Eş'ârî'nin eserleri konusunda bazı
şeyler söylemek mümkündür. Şöyle ki; O'nun hayatında
iki ayrı dönem olduğu bilinmektedir. Acaba hangi eser hangi döneme
aittir? gibi sorular zihinleri meşgul etmektedir. Ancak, burada
bilinen bir husus vardır ki, o da, Eş'ârî'nin, Mu'tezile'den
ayrıldıktan sonra kaleme aldığı bir çok kitapta
eski mezhebinin yanlışlığını ve sakat
taraflarını ortaya koyması ve dolayısıyla eski
yazdıklarını reddetmesidir. Zaten bugün elimizde Eş'ari'ye
ait olarak bulunan eserler fazla değildir ve hepsi son dönemlerinde
kaleme alınmıştır. İbn-i Asâkir'in (571/I 1 76)
verdiği bilgiye göre Eş'ârî, el-Umed isimli eserinde, 320/935
tarihine kadar kaleme aldığı eserlerini ve neye dair
olduklarını zikretmiştir (Subkî, Tebyînu
Kezibu'l-Müfteri, 135 v.d)

Eş'ârî'nin eserlerini biz burada iki grupta
vermek istiyoruz. Önce bugün elimizde bulunan eserleri, daha sonra da
isimlerini kaynaklardan öğrendiğimiz eserlerden bir
kısmını sıralamak istiyoruz.

I. Bugün Mevcut Olan Eserleri:

1. el-İbâne 'an Usûli'd-Diyâne: Mu'tezilî
fikirleri reddettikten sonra ilk önce kaleme aldığı
bilinen eseridir. Önce kısaca selef akidesi özetlenir ve daha sonra
Nübüvvet bahsi hariç, diğer meseleler ele alınır.
Tahkiksiz baskılarının yanısıra Dr. Favkîye
Hüseyin Mahmud tarafından yapılan tahkikli metni, 1977
yılında Kahire'de basılmıştır. Bu
baskıda, muhakkik tarafından yaklaşık 200 sahifelik ek
bilgiler ve açıklamalar ilave edilmiş ve çalışma
daha da istifade edilir hale getirilmiştir. Ayrıca bu eser
İngilizce, Almanca ve Fransızca'ya da tercüme edilmiştir.
Şu ana kadar henüz Türkçe'ye tercümesi yapılmamıştır.

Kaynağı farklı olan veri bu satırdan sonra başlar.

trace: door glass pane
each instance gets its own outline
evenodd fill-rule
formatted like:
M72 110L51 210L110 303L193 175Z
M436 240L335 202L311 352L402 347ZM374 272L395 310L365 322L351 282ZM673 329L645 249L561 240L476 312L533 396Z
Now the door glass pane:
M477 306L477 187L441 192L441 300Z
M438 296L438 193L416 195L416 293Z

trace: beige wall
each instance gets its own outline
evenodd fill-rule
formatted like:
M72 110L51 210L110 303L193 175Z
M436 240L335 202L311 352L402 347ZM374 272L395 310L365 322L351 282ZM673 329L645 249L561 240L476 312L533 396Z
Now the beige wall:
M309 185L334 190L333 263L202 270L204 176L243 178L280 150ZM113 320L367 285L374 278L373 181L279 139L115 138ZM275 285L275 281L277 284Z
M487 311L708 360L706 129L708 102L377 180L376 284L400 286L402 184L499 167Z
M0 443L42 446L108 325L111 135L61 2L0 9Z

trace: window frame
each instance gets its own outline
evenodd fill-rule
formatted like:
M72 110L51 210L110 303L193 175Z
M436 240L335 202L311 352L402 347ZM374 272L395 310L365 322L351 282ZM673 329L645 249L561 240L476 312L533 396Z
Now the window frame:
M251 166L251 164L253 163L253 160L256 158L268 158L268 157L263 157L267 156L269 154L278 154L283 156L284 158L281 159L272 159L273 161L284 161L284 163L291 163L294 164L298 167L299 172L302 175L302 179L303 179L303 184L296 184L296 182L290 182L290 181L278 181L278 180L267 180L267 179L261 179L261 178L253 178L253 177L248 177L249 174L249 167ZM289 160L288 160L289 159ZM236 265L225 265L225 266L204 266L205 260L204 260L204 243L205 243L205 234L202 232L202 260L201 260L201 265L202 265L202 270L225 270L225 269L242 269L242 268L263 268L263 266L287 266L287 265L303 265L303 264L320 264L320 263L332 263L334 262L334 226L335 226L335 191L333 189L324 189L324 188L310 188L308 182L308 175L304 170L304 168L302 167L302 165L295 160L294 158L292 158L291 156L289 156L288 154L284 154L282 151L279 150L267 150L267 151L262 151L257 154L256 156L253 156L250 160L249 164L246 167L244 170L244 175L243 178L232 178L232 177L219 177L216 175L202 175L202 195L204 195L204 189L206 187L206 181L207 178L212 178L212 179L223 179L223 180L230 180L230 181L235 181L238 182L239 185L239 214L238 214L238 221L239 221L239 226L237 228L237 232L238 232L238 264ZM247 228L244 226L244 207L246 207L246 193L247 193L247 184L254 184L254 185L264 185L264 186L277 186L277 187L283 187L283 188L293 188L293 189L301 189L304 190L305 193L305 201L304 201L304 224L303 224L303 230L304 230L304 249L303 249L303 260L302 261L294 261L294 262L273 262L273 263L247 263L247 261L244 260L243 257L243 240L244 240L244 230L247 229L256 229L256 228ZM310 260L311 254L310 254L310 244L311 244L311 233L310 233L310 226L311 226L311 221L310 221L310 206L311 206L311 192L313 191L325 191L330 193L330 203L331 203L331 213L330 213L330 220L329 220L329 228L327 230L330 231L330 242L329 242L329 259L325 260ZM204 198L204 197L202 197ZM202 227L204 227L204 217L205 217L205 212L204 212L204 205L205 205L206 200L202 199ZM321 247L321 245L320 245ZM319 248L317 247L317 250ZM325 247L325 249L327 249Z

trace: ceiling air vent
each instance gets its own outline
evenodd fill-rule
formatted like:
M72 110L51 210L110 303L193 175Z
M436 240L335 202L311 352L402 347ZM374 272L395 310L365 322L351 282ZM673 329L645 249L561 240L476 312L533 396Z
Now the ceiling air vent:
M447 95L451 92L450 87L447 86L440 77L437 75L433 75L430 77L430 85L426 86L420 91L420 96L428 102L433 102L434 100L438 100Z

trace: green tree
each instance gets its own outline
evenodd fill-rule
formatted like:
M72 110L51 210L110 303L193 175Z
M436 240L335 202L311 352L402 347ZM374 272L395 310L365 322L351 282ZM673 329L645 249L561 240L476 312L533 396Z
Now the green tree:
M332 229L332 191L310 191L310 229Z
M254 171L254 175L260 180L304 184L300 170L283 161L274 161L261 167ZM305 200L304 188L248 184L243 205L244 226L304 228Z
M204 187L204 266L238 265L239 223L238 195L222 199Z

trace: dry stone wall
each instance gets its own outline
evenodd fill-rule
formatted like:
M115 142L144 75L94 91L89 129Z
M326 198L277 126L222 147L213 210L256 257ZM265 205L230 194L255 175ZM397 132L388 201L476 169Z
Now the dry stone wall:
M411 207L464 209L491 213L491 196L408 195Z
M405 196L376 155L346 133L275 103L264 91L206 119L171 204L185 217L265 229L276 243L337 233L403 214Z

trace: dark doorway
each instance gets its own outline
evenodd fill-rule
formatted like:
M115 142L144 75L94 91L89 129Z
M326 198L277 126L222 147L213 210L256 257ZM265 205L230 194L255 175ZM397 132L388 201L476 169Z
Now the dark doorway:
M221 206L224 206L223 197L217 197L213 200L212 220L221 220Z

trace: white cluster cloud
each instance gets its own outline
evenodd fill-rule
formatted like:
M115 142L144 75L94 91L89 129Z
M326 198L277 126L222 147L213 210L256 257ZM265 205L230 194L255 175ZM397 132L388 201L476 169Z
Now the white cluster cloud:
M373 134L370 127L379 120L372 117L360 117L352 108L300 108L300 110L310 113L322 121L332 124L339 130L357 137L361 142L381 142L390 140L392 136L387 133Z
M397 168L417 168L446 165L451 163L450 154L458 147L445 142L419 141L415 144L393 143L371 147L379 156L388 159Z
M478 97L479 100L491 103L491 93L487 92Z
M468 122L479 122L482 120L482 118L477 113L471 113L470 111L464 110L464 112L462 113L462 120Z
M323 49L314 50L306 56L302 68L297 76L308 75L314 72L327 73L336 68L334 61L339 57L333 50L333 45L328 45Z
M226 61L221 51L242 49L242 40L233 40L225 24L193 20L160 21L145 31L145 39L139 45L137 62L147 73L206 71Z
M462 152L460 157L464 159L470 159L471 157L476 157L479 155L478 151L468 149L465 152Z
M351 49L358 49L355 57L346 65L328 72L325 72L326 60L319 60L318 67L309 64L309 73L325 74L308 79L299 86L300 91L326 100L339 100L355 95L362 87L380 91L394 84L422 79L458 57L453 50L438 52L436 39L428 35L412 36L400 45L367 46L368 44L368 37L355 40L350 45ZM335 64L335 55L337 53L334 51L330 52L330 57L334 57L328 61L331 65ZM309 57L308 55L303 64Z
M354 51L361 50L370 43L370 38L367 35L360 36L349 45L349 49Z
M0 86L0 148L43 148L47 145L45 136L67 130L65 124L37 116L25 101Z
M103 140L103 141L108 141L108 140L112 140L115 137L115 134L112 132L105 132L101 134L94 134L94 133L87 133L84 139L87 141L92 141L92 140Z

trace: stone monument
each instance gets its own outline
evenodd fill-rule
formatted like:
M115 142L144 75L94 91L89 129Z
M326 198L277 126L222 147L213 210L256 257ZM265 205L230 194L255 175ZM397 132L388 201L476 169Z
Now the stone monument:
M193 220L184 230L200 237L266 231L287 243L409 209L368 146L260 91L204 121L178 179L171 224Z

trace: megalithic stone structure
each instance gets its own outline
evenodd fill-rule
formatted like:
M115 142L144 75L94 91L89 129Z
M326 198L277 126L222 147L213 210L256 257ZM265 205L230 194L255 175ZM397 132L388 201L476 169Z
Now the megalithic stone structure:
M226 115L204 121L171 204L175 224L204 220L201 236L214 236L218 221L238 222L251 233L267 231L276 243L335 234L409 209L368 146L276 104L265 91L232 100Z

2. el-Lum'a fi'r-Reddi 'Alâ Ehli'z-Zeyğa
ve'l-Bid'a: Kelâmı bir uslûbla yazılan bu eser on babdan
oluşmaktadır. Bu eserde Kelâmullah, İrade, Kader,
Ru'yetullah, Va'd ve Vaîd ile İmamet konulan ele
alınmıştır. Çeşitli baskıları ve çeşitli
dillere tercümeleri vardır. Tahkik baskıları arasında
en çok kullânılân Dr. Hâmûde Gurâbe tarafından tahkik
edilen 1955 yılında Mısır'da baskısı
yapılan matbû nüshasıdır. Toplam 136 sahifelik bu
baskı küçük boy olarak basılmıştır.

3. Makâlâtu'l-İslâmiyyın: Bu eser isminden
de anlaşılacağı üzere bir Makâlât kitabıdır.
İslâmi fırkaların görüşlerinden ve
yapılarından tenkitsiz olarak bahseder. Ayrıca kelâmı
meselelerdeki ince ihtilaflardan ve Allah'ın isim ve
sıfatlarıyla, Kur'ân hakkındaki görüşlerinden söz
eder. Bu eserin de H. Ritter tarafından hazırlanan tahkikli
neşri 1928 ve 1933 yıllarında İstanbul'da
basılmış olup, bu baskıdan bir çok defalar tıpkı
basımları da yapılmıştır.

4. Risâle fî İstihsâni'l-Havz fi'l Kelâm:
Onbir sahifelik bu risale de nazar ve istidlâlin müdafaası
yapılır.

5. Risâletü'l-İmân: İman konusundaki
bilgileri ihtiva eden bu risale Almanca'ya tercüme edilmiştir.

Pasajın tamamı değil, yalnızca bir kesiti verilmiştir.